[T/i]- twoje imię
T/I w tym shocie jest siostrą Zen'a, (Pamiętając że Zen miał jeszcze starszego brata), jest młodsza od Jumin'a o jakieś 7 lat.
~♡~
Jumin'a pamiętałam tylko z dzieciństwa, kiedy to przychodził do najstarszego z moich braci na wspólne odrabianie lekcji. Ja i Zen nie byliśmy zadowoleni z jego towarzystwa bo Han zawsze był strasznie sztywny nawet jak na dzieciaka.
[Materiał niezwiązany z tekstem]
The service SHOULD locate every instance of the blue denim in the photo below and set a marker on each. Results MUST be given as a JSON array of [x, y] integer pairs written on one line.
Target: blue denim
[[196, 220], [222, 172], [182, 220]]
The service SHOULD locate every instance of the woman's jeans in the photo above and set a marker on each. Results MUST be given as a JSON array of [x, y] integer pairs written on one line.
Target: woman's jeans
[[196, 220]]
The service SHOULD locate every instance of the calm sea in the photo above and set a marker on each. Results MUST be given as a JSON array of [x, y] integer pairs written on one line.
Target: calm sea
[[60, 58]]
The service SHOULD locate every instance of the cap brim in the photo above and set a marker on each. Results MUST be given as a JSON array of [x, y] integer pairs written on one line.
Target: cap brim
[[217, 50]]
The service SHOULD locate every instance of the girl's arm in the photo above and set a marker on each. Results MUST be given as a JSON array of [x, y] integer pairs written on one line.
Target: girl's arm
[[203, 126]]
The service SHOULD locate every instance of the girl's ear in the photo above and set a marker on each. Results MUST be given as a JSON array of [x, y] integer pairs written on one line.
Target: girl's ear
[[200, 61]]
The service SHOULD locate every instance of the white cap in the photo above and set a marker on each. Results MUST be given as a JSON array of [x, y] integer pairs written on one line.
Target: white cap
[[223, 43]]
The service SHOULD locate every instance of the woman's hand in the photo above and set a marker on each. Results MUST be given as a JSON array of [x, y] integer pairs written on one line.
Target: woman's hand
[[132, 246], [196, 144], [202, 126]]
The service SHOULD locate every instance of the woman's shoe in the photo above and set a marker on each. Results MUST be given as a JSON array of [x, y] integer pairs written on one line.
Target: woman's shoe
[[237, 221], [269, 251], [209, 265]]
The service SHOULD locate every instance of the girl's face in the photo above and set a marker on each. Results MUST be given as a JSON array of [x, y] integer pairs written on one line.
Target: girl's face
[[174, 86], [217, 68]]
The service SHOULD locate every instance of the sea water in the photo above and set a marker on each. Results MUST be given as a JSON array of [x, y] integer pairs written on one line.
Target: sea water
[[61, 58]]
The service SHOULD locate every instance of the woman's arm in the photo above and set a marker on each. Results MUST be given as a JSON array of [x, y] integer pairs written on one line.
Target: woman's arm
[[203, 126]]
Od czasu do czasu jednak zagadywałam go gdy akurat mój brat siedział gdzieś indziej. Jumin... Był nawet uroczy. Na swój sposób. Jego nieudolne próby żartowania były czasami komiczne.
Niedługo później Jumin skończył szkołę i przestał nas odwiedzać, brat wyjechał do innego miasta na studia, a z kolei Zen zainteresował się modelingiem i rzadko kiedy bywał w domu, choć I tak podejżewałam, że nie wraca ze względu na rodziców, którzy cały czas namawiali go na studia prawnicze.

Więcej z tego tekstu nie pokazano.